Need I note that nothing in Rotherweird is as it seems? Not the people, not the public transport, and certainly not the place, as Oblong observes as his new home heaves into view:
The fog enhanced the feel of a fairground ride, briefly thinning to reveal the view before closing again. In those snapshots, Oblong glimpsed hedgerows and orchards, even a row of vines—and at one spectacular moment, a vision of a walled town, a forest of towers in all shapes and sizes, encircled by a river. (pp.19-20)

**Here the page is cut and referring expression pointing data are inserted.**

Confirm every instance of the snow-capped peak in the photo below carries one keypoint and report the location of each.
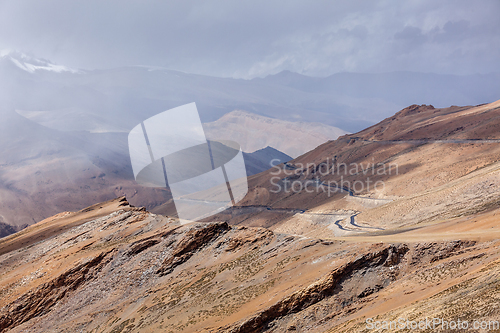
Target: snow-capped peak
(31, 65)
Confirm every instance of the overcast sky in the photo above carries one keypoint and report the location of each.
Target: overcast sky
(247, 39)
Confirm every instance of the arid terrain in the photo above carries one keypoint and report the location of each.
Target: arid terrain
(423, 245)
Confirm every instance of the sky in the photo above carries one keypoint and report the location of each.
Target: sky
(247, 39)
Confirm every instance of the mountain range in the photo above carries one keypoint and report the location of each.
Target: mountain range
(326, 255)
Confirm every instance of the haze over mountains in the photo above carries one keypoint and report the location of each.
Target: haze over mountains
(424, 246)
(64, 130)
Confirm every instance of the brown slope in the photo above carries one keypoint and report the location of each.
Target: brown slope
(132, 271)
(430, 170)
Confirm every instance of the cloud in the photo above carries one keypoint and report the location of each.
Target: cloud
(256, 38)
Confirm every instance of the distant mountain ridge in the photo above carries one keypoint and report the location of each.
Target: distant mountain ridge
(253, 132)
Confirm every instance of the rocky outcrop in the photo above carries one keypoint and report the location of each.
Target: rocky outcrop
(192, 241)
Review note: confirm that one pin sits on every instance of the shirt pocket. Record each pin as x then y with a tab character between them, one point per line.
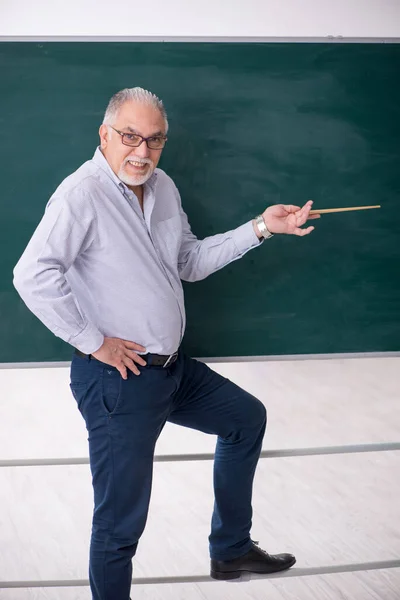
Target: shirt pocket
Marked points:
169	237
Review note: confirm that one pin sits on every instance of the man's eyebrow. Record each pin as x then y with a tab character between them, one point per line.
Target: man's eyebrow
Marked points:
156	134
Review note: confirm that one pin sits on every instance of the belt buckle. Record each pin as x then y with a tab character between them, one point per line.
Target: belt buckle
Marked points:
169	359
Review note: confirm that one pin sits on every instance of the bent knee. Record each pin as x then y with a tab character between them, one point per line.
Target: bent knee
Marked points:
257	415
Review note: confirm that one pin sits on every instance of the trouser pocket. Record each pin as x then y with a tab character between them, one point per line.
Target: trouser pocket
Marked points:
111	390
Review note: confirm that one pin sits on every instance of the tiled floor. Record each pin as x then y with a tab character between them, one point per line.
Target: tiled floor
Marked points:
328	510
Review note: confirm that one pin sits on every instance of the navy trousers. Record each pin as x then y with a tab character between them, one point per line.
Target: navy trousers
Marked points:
124	419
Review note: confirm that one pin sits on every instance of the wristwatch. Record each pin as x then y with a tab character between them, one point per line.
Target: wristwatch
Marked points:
262	228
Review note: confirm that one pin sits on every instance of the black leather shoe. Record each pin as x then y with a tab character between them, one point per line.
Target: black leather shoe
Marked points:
255	561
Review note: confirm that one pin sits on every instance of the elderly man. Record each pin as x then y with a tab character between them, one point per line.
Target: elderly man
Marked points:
103	272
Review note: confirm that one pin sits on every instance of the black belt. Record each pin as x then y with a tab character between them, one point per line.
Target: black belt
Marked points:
153	360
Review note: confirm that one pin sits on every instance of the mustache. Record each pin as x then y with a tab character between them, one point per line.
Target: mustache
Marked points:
143	161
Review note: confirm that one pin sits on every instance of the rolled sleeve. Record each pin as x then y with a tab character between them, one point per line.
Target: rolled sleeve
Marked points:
245	238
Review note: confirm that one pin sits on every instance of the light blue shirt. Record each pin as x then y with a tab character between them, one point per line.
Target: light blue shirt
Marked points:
98	266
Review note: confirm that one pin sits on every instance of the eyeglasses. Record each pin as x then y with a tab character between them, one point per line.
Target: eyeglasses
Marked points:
156	142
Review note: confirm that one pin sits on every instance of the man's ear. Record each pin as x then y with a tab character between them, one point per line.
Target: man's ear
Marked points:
103	133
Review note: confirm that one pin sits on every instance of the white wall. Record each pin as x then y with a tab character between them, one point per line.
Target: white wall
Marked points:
163	18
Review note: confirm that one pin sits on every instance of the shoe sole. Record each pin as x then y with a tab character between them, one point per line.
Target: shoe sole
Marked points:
228	575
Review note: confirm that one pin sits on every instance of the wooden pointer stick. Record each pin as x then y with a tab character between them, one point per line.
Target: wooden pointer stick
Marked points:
326	210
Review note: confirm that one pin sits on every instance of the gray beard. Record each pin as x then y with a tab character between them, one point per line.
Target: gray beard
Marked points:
135	180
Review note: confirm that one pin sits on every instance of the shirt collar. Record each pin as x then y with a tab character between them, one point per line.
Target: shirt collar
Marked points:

It's here, in lofty lodgings and under the care of his own "general person," (p.41) that Oblong is installed after he's hired as a history teacher. But the position comes with one stickler of a condition: he has "a contractual obligation to keep to 1800 and thereafter, if addressing the world beyond the valley, and to treat Rotherweird history as off-limits entirely. Here he must live in the moment. Private speculation could only lead him astray." (p.43) And if you venture too far off the beaten path in Rotherweird, you might just end up disappeared—the very fate which befell Oblong's incurably curious predecessor.